The following is the YAML description file for the Pod, where the storage volume is mounted to the /tmp directory of the Nginx container:

apiVersion: v1
kind: Pod
metadata:
  name: host-pvc-pod

spec:
  volumes:
  - name: host-pvc-vol
    persistentVolumeClaim:
      claimName: host-5m-pvc

  containers:
    - name: ngx-pvc-pod
      image: nginx:alpine
      ports:
      - containerPort: 80
      volumeMounts:
      - name: host-pvc-vol
        mountPath: /tmp

I have created a diagram to illustrate the relationship between the Pod and the PVC/PV (accessModes field is omitted). From the diagram, you can see how they are connected:

Now let’s create this Pod and check its status:

kubectl apply -f host-path-pod.yml
kubectl get pod -o wide

The Pod has been scheduled to a worker node by Kubernetes. Did the PV mount successfully? Let’s enter the container using kubectl exec and execute some commands:

A file named a.txt is created in the /tmp directory of the container. According to the definition of the PV, it should be stored on the disk of the worker node. Let’s log in to the worker node and check:

You will see that there is indeed a file named a.txt in the local directory of the worker node. By comparing the timestamps, we can confirm that it is the file generated in the Pod just now.

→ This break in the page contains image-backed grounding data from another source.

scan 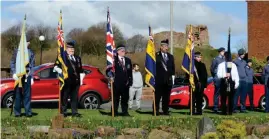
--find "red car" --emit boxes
[1,63,111,109]
[169,73,266,110]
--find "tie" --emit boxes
[164,54,168,64]
[121,58,126,71]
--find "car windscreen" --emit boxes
[32,65,47,72]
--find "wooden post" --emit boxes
[153,90,156,116]
[111,80,114,118]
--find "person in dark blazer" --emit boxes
[262,56,269,113]
[53,41,84,117]
[155,39,175,116]
[107,44,133,116]
[10,36,35,117]
[192,52,208,115]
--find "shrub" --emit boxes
[251,57,267,73]
[201,132,219,139]
[216,120,246,139]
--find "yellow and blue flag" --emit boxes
[14,15,29,88]
[55,10,68,90]
[181,25,195,91]
[145,26,156,90]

Since the data generated by the Pod is stored on the disk through the PV, if the Pod is deleted and recreated, the storage volume will still use the same directory, and the data will remain unchanged, achieving persistent storage.

However, there is a small problem. Because this PV is of the HostPath type and only stored locally on the current node, if the Pod is scheduled to a different node during reconstruction, even if the local directory is mounted, it will not be the same storage location as before, and the persistence feature will fail.

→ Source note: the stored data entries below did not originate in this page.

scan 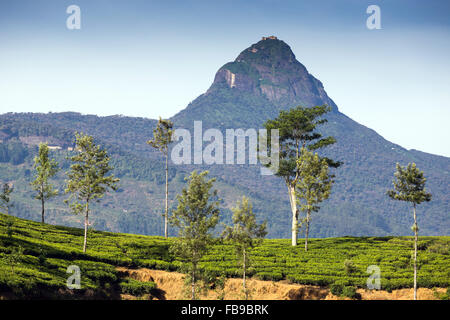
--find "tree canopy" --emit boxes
[65,132,119,252]
[387,163,432,205]
[387,162,432,300]
[263,105,339,246]
[169,170,220,299]
[30,143,59,223]
[222,196,266,299]
[0,183,13,215]
[296,148,333,251]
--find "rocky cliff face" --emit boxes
[209,38,337,110]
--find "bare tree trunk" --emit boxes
[413,203,418,300]
[243,248,247,300]
[165,153,169,238]
[305,210,310,252]
[41,196,45,224]
[288,184,298,246]
[83,200,89,253]
[40,184,45,224]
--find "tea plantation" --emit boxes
[0,213,449,299]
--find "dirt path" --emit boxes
[117,267,446,300]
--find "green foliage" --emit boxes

Therefore, HostPath type PVs are generally used for testing or for applications closely related to nodes, such as DaemonSets. We will discuss how to achieve true arbitrary data persistence in the next lecture.

Summary #

Alright, today we learned about the solutions for persistent storage in Kubernetes. There are three API objects: PersistentVolume, PersistentVolumeClaim, and StorageClass. They manage storage resources in the cluster, which can be thought of as disks. Pods need to use these objects to achieve data persistence.

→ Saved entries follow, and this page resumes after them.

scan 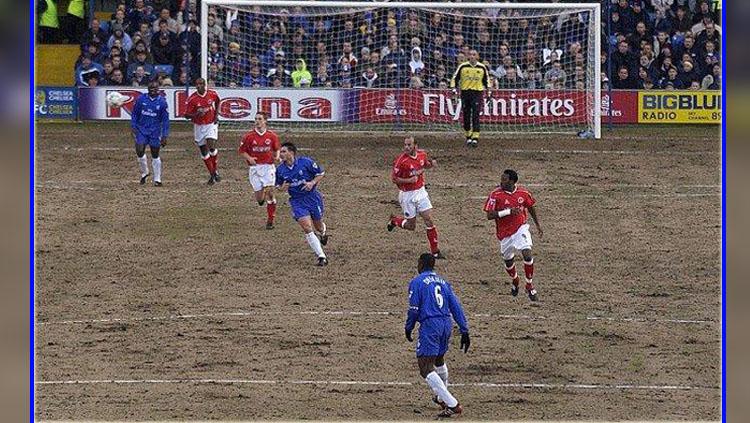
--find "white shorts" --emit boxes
[194,123,219,147]
[499,224,533,260]
[398,187,433,219]
[248,164,276,192]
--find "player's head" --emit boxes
[195,77,206,94]
[418,253,435,273]
[403,136,417,155]
[501,169,518,190]
[468,49,479,64]
[254,111,268,130]
[147,80,160,97]
[280,142,297,163]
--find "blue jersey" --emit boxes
[406,270,469,333]
[275,156,325,200]
[405,271,469,335]
[131,93,170,139]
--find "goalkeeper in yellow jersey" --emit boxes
[450,50,491,148]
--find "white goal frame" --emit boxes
[201,0,601,139]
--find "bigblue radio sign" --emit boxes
[35,87,77,119]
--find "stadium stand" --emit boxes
[35,0,721,90]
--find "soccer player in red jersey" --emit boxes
[184,77,221,184]
[238,112,281,229]
[387,136,444,259]
[483,169,544,301]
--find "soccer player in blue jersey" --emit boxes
[405,253,470,418]
[275,142,330,266]
[131,80,170,186]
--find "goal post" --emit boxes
[200,0,601,138]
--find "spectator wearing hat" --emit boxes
[292,58,313,88]
[152,33,180,70]
[108,23,133,54]
[409,46,425,75]
[224,42,248,85]
[678,59,700,86]
[658,65,684,88]
[75,55,104,86]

Let’s summarize today’s main content:

PersistentVolume, also known as PV, is an abstraction of storage devices in Kubernetes. It is maintained by system administrators and needs to describe important information such as the type, access mode, and capacity of the storage device.
PersistentVolumeClaim, also known as PVC, represents the request from a Pod to the system for storage resources. It declares the requirements for storage, and Kubernetes will find the most suitable PV and bind them together.
StorageClass abstracts specific types of storage systems and groups PV objects. It simplifies the binding process between PVs and PVCs.
HostPath is the simplest type of PV, where data is stored locally on the node. It provides fast access but cannot be migrated with Pods.

Homework #

Finally, it’s homework time. I have two questions for you to think about:

HostPath type of PV requires the corresponding directory to exist on the node. What will happen if this directory does not exist (e.g., if it was forgotten to be created)?
What are your thoughts on the process of using PV/PVC/StorageClass objects for storage allocation? Do you think their abstraction is good or bad?

Masters in the field need to be self-driven. In this advanced part, I am really looking forward to hearing your thoughts. See you in the next class.